The plan was to drive across the Bay Bridge a few times because it’s recently re-opened and people are still talking about it.

But, this horse didn’t have a click-y/swing-y thing on the window that allows me to pay for the bridge toll automatically as I cross. And, if there’s one thing I’ve learned about the Bay Area Toll Authority, it’s that they will consistently mess up your bridge crossing payment if you don’t use a click-y/swing-y thing.

Plus, I needed some quiet reflection time and I decided to head over to a massively huge site that’s not a monument per se, but hugely important to San Francisco. So, this week’s monument is the Town of Colma, a.k.a. San Francisco’s graveyard.

Back in the early 1900s, the city of San Francisco decided that dead people should be moved outside of the city, so they sent out eviction notices in 1912, dug everyone up, and moved them to Colma.

I’m not sure why… perhaps it’s a safety thing with earthquakes and diseases that like to make a comeback via water (like cholera and yellow fever). I did notice that entire rows of gravestones were tilted sideways… consistently, which means the earth has moved enough to shift headstones.

If this is happening on the surface, then I can guarantee it’s probably a mess underground. Who knows where bodies have migrated. It’s probably a huge party under the grass.

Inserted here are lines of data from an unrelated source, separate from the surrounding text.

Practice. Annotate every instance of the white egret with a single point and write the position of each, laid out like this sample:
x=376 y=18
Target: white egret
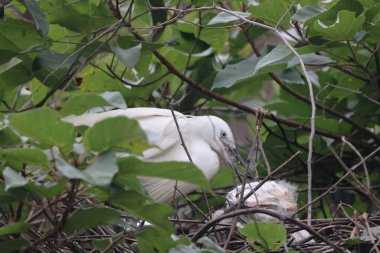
x=209 y=140
x=279 y=196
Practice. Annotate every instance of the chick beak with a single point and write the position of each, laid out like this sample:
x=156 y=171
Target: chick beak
x=235 y=154
x=229 y=149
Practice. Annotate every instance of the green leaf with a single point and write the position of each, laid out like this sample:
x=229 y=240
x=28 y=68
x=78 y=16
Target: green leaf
x=186 y=172
x=344 y=28
x=10 y=64
x=275 y=57
x=121 y=132
x=271 y=12
x=307 y=12
x=14 y=228
x=80 y=103
x=99 y=173
x=310 y=59
x=210 y=245
x=43 y=125
x=270 y=236
x=128 y=56
x=223 y=17
x=102 y=171
x=91 y=218
x=235 y=72
x=38 y=16
x=12 y=245
x=8 y=138
x=35 y=156
x=12 y=179
x=48 y=59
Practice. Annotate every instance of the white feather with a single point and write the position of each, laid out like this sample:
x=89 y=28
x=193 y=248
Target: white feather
x=201 y=136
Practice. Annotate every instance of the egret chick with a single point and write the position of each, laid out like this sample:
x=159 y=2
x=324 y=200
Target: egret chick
x=279 y=196
x=208 y=139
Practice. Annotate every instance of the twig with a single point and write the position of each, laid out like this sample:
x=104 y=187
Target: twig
x=302 y=225
x=340 y=179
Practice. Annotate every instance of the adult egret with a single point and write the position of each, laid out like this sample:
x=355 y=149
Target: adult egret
x=208 y=139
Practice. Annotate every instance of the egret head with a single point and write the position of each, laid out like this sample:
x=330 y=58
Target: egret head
x=219 y=136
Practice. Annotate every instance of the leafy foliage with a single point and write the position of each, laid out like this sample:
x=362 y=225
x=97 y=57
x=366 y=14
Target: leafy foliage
x=63 y=57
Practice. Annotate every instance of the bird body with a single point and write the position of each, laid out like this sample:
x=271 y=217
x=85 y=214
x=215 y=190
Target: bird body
x=207 y=139
x=279 y=196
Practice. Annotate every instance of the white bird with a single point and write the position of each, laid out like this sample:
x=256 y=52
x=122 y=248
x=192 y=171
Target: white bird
x=208 y=139
x=279 y=196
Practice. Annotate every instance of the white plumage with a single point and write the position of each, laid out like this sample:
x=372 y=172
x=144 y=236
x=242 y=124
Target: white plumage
x=207 y=139
x=278 y=196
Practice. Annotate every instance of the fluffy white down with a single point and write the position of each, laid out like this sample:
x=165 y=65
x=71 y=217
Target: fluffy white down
x=279 y=196
x=201 y=136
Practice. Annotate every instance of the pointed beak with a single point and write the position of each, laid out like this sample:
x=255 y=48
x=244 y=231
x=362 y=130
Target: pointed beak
x=235 y=154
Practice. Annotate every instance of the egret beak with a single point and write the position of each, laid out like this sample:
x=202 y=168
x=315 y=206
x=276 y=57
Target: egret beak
x=235 y=153
x=240 y=160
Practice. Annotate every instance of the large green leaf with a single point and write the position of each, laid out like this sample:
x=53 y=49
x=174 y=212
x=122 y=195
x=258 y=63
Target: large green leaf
x=118 y=132
x=307 y=12
x=100 y=172
x=235 y=72
x=272 y=12
x=10 y=64
x=344 y=28
x=82 y=16
x=275 y=57
x=12 y=179
x=128 y=56
x=82 y=102
x=43 y=125
x=42 y=24
x=25 y=155
x=172 y=170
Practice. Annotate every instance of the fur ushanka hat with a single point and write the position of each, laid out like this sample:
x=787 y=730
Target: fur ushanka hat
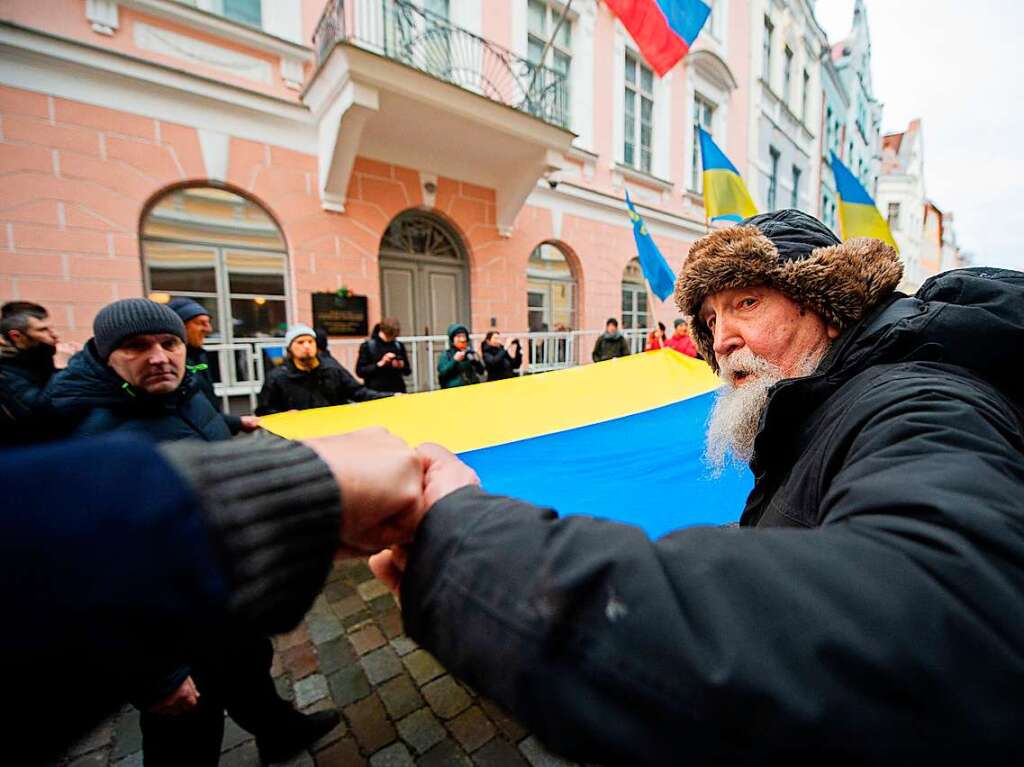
x=794 y=253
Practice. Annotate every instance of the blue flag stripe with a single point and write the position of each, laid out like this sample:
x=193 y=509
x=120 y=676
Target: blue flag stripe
x=655 y=268
x=849 y=188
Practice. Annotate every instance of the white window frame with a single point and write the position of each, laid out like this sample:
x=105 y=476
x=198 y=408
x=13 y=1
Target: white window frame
x=699 y=100
x=805 y=95
x=637 y=124
x=217 y=7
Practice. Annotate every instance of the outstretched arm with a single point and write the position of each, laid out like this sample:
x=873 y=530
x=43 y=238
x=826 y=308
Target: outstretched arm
x=888 y=632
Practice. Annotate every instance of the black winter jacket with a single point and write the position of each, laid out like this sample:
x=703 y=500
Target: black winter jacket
x=867 y=611
x=287 y=388
x=387 y=378
x=24 y=375
x=199 y=365
x=92 y=399
x=607 y=347
x=499 y=363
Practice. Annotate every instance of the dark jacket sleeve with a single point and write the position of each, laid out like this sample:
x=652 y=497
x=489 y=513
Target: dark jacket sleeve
x=19 y=398
x=348 y=388
x=891 y=632
x=107 y=569
x=118 y=556
x=270 y=397
x=366 y=366
x=408 y=369
x=448 y=369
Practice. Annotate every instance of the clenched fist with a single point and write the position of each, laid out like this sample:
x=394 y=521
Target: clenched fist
x=381 y=481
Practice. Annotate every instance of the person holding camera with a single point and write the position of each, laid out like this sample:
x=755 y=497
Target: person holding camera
x=499 y=361
x=459 y=366
x=383 y=363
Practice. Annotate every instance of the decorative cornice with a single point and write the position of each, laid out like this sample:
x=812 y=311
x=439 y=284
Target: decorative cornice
x=293 y=56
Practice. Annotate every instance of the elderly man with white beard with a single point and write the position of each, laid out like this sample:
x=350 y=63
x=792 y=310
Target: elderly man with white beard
x=867 y=608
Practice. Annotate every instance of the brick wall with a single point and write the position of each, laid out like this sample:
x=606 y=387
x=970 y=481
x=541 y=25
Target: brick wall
x=78 y=177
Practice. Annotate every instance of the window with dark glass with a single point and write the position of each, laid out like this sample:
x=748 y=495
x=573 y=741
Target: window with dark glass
x=766 y=51
x=704 y=116
x=773 y=178
x=638 y=113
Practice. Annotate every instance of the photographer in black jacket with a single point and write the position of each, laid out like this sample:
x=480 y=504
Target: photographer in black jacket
x=308 y=379
x=499 y=361
x=383 y=364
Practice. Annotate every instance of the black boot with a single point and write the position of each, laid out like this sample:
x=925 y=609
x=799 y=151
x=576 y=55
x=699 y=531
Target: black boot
x=297 y=732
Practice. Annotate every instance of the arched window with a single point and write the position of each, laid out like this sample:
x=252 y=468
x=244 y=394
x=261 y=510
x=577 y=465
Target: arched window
x=634 y=297
x=225 y=252
x=551 y=291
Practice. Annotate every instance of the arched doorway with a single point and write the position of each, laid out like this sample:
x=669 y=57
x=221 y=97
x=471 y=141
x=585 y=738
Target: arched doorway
x=227 y=253
x=551 y=291
x=635 y=305
x=424 y=275
x=424 y=281
x=551 y=307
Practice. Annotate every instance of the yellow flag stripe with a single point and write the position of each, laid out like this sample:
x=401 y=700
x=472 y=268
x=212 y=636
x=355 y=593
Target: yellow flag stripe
x=725 y=195
x=489 y=414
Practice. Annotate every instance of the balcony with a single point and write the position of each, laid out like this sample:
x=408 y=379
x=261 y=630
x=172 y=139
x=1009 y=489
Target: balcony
x=398 y=84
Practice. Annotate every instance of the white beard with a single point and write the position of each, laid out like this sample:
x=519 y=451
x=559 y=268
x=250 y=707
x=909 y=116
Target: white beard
x=735 y=419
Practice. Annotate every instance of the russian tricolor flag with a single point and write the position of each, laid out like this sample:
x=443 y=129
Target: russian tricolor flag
x=664 y=30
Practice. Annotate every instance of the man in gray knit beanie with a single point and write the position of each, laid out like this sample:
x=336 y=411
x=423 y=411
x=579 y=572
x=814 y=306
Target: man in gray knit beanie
x=133 y=316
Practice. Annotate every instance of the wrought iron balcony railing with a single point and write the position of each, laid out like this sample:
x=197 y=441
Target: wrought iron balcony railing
x=425 y=41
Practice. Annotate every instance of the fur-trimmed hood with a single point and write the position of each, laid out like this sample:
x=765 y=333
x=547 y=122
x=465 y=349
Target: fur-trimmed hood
x=796 y=254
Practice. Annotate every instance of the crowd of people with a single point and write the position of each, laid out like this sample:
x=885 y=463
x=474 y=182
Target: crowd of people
x=863 y=610
x=145 y=370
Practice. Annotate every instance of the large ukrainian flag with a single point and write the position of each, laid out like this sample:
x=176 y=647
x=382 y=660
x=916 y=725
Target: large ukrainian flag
x=858 y=215
x=726 y=198
x=621 y=439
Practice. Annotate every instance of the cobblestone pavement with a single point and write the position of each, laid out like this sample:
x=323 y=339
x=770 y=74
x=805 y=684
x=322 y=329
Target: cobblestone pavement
x=398 y=706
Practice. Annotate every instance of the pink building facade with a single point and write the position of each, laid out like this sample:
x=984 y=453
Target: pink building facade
x=418 y=154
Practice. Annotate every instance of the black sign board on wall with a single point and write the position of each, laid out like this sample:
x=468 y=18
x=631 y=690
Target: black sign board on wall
x=341 y=316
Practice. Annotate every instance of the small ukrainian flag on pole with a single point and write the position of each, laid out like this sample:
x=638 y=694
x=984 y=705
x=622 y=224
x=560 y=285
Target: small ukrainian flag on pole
x=858 y=215
x=655 y=268
x=726 y=198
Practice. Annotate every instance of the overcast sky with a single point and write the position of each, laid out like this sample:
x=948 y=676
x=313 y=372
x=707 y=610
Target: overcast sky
x=956 y=66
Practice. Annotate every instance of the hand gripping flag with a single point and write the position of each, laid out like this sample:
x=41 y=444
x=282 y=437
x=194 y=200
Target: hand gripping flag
x=726 y=198
x=583 y=440
x=655 y=268
x=857 y=214
x=664 y=30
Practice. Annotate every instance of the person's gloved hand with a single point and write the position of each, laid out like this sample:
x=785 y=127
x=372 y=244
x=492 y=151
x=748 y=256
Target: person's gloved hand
x=183 y=699
x=381 y=480
x=250 y=424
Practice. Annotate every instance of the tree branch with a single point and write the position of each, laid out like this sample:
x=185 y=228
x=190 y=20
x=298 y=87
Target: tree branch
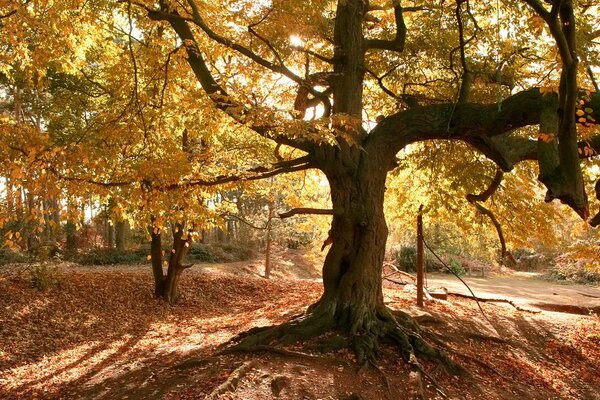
x=399 y=40
x=313 y=211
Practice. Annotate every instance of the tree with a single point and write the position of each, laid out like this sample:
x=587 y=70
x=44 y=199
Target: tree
x=425 y=71
x=355 y=160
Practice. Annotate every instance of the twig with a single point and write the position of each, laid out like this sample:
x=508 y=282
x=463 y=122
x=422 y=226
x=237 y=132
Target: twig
x=455 y=274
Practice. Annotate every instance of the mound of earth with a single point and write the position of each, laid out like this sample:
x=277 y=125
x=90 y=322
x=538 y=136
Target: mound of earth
x=100 y=334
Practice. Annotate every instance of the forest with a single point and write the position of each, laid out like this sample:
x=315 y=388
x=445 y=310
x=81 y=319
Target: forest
x=311 y=199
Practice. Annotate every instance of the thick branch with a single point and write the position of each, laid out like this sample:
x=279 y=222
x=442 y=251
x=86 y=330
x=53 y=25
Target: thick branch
x=313 y=211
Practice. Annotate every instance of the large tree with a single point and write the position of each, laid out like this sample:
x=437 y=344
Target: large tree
x=351 y=41
x=312 y=76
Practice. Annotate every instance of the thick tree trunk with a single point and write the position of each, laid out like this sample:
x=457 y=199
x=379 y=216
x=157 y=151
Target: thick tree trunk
x=120 y=229
x=166 y=286
x=353 y=296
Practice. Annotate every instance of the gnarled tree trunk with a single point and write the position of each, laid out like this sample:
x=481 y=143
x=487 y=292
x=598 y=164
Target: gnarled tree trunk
x=166 y=285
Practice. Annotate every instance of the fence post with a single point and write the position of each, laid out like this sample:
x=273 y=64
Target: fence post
x=420 y=257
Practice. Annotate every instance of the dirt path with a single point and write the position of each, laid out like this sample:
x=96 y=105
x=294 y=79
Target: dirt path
x=523 y=291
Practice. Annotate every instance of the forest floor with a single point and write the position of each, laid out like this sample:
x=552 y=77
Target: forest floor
x=99 y=334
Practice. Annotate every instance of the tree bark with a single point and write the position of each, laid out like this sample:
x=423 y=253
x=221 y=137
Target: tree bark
x=166 y=286
x=120 y=229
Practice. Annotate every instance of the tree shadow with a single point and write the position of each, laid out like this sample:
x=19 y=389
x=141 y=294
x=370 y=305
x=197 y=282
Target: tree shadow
x=106 y=336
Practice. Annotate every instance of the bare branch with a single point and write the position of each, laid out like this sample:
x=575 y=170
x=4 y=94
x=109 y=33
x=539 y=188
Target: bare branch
x=398 y=43
x=313 y=211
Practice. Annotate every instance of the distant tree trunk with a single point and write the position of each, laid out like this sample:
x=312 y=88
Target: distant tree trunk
x=70 y=246
x=28 y=235
x=110 y=235
x=120 y=230
x=166 y=286
x=10 y=197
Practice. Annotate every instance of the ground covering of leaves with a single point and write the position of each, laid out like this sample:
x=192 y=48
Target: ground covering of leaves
x=101 y=334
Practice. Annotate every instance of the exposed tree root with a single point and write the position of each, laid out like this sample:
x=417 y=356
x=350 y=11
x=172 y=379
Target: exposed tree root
x=361 y=329
x=281 y=351
x=231 y=383
x=486 y=300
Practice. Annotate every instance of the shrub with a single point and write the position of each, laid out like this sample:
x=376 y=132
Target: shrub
x=456 y=267
x=112 y=256
x=573 y=270
x=8 y=256
x=44 y=276
x=219 y=252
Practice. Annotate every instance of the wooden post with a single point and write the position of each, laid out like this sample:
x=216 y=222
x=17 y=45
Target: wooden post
x=420 y=257
x=268 y=244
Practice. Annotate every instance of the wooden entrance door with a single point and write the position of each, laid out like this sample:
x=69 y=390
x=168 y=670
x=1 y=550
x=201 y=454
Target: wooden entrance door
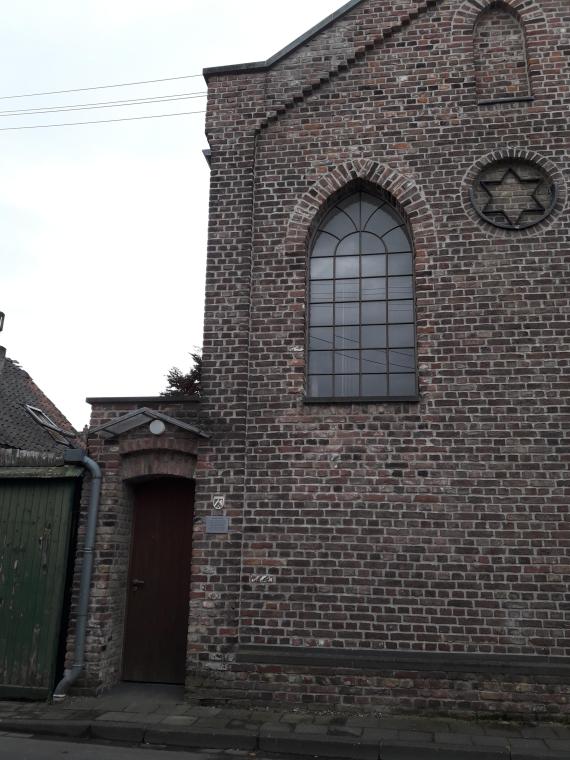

There are many many different graves in Colma… 2 million-ish worth. That’s bigger than Glasnevin in Dublin and double the size of a city like Calgary. It doesn’t seem like a lot until you wander over a hill and suddenly it’s graves as far as the eye can see; it truly is a necropolis and an incredibly humbling reminder to enjoy life, stay healthy, and not take things for granted.

There are multiple graveyards for different denominations. I wandered Woodlawn Memorial Park before driving over to Cypress Lawn Memorial Park and eventually climbing over a stone wall to get into Hills of Eternity.

I had no goal in mind except to avoid people and find balance after three weeks of endless exhausting travel. All are beautiful and quiet. I even managed to discover Wyatt Earp’s grave (Hills of Eternity Memorial Park, D.2. if anyone is interested in visiting). While here a creepy cold fog quickly rolled in and added to the ambience.

People in the U.S. don’t seem to like to visit cemeteries except to pay respects to family members. But, I find graveyards remind me of the balance between life and death. And, it reminds me that at the end of my life I want to look back and say, “I had an incredible life” and not “I wish I’d lived more.”

The best part of it the visit was watching two young kids having fun playing soccer around “Abuela” who was buried somewhere near them.

1 comment on “Colma Cemetery — San Francisco’s City of the DeadAdd yours →

  1. Love those old cemeteries for their historical value. The cemeteries around here (NS) are full of monuments to pioneers, old sea captains, artists, politicians, etc.